Gömlekler kolalı, pantolonlar da yatak altında ütüde.

Yeni ayakkabılarım ise koynumda.

Bir heyecan bir heyecan.

Uyku girmedi gözüme.

Sabahın erken saatinde kalktım, giyinip kuşandım bile.

Heyt!

Bugün bayram.

Bugün bize izin var.

Evden çıkacağız.

Gezip dolaşıp arkadaşlarımızı görüp selamlaşacağız ya uzaktan.

A bu Nezih değil mi? Güler değil mi? Nüvit değil mi? Orhan ve Cihat arkasında.

 Tam belli olmuyorlar ki. Yüzünde maske var her birinin.

Neyse, şöyle içten bir merhaba ve hal hatır sorma.

E ta ta nasılsın.

Anne nasıl, baba nasıl, kardeş/kardeşler nasıl?

Oh oh! Bizimkiler de iyi.

Böyle başlayıp içimizdeki özlemi paylaşırken, denizin iyot ve yosun kokusunda, anılara gideceğiz.

Az mı oturdum şurada.

Az mı balık-ekmek yaptık.

Of!

Ama… Bugün… Bugün farklı… Bizler artık korunma altındayız… Bizi koruyorlar… Yangında kurtarılacak ilk mal gibi göz bebekleriyle öyle bir koruyorlar ki… Özgürlüğümüzün içine ettiler… Bizi koruyorum derken, toplumun önüne atıverip “işe yaramaz nesil” bile dediler… Dediler de, farkında mı değiller?..

Oysa...

Biz insanız!

Bizim bir yurttaş olarak haklarımız var!

Bize bir şey sormadan, “ne dersiniz?” demeden bu kadar ağır bir korunma (!) kalkanıyla dışlamamaları gerekirdi.

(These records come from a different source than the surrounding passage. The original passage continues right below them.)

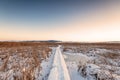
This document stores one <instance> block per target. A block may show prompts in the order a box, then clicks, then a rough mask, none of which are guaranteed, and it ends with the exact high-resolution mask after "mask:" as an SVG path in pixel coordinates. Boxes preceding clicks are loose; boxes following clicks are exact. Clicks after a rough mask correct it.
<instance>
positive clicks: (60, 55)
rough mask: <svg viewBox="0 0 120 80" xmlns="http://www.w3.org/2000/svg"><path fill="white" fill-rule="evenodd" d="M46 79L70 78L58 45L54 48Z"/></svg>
mask: <svg viewBox="0 0 120 80" xmlns="http://www.w3.org/2000/svg"><path fill="white" fill-rule="evenodd" d="M48 80H70V77H69V74H68V70H67V67H66V64H65V61H64V58H63V56H62V53H61V50H60V46H58V47H57V48H56V52H55V55H54V60H53V64H52V69H51V71H50V74H49V77H48Z"/></svg>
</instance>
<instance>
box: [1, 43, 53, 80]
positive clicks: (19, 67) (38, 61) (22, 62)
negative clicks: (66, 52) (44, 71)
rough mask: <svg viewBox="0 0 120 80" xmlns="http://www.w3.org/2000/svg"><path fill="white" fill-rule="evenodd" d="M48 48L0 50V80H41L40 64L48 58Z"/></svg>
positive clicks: (40, 65) (37, 47)
mask: <svg viewBox="0 0 120 80" xmlns="http://www.w3.org/2000/svg"><path fill="white" fill-rule="evenodd" d="M50 52H51V49H50V48H49V47H48V46H33V45H32V46H19V47H18V46H17V47H1V48H0V80H42V79H41V78H42V77H41V74H42V73H41V71H42V66H41V63H42V62H43V61H45V60H47V58H48V57H49V55H50Z"/></svg>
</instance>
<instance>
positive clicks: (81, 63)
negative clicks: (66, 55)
mask: <svg viewBox="0 0 120 80" xmlns="http://www.w3.org/2000/svg"><path fill="white" fill-rule="evenodd" d="M63 51H64V53H65V55H67V57H66V58H65V59H66V62H67V63H69V64H68V67H70V66H71V65H73V64H70V61H71V60H72V61H74V62H76V63H78V62H79V63H78V64H76V65H77V66H78V67H77V71H78V72H79V75H81V76H82V77H84V78H83V80H120V50H119V48H116V49H114V48H110V49H109V48H107V47H104V48H99V47H98V46H97V47H91V46H90V47H89V46H83V47H82V46H74V47H73V46H69V47H68V46H67V47H65V49H64V50H63ZM68 55H69V56H68ZM70 55H72V56H70ZM68 57H69V58H70V57H71V58H72V59H70V60H67V58H68ZM74 65H75V64H74ZM72 69H74V68H73V66H72ZM75 70H76V69H74V71H75ZM71 71H72V70H70V69H69V72H71ZM72 75H74V74H72ZM74 76H75V75H74ZM79 79H80V78H79ZM79 79H78V80H79ZM72 80H74V79H72Z"/></svg>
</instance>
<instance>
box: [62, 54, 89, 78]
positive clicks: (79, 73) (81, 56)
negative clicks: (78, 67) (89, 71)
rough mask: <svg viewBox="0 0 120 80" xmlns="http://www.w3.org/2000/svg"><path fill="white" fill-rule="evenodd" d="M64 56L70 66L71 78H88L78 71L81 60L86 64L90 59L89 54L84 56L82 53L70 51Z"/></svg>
mask: <svg viewBox="0 0 120 80" xmlns="http://www.w3.org/2000/svg"><path fill="white" fill-rule="evenodd" d="M63 56H64V58H65V62H66V65H67V67H68V72H69V74H70V78H71V80H86V79H85V78H84V77H82V76H81V75H80V73H79V72H78V65H79V61H80V60H81V62H83V64H85V63H86V61H88V58H87V56H84V55H82V54H70V53H64V54H63Z"/></svg>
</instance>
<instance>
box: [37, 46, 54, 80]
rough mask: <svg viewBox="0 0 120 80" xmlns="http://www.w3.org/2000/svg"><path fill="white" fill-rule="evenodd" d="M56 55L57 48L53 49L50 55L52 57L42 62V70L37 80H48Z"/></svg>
mask: <svg viewBox="0 0 120 80" xmlns="http://www.w3.org/2000/svg"><path fill="white" fill-rule="evenodd" d="M54 53H55V48H52V54H51V55H50V57H49V58H47V59H46V60H43V61H42V63H41V67H42V70H41V72H40V75H39V77H38V78H37V80H48V75H49V73H50V70H51V68H52V63H53V57H54Z"/></svg>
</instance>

Sormalıydılar, “ne zaman çarşı izini istersin?” diye.

Tecrit gerçekten çok ağır!

Ve insanlık dışı!

*

İnsanların  yaşamlarında çarşı izni çok farklı bir heyecan yaratır.

Hani “Yapmayan adam olmaz!” dedikleri vatan görevi askerlikte de böyledir.

Çarşı izinlerini dört gözle bekler insan.

Bekler ki, çarşıda yapabileceklerini yapsın ve yakınlarına da en azından telefon etsin,

Belki o bölgede var ise bir iki hemşerisi ile buluşup ince belli bardakta iki bardak çay içsin.

*

Her yer kapalı.

Her yer ıssız.

Her yer ruhsuz.

Her yer benim, senin, o’nun öyle mi?

*

Olmadı!

Bu iş gerçekten de insanlık dışı.

Koruyorum diye öldürmeyeceksin?

Koruyorum diye onurunu kırmayacaksın!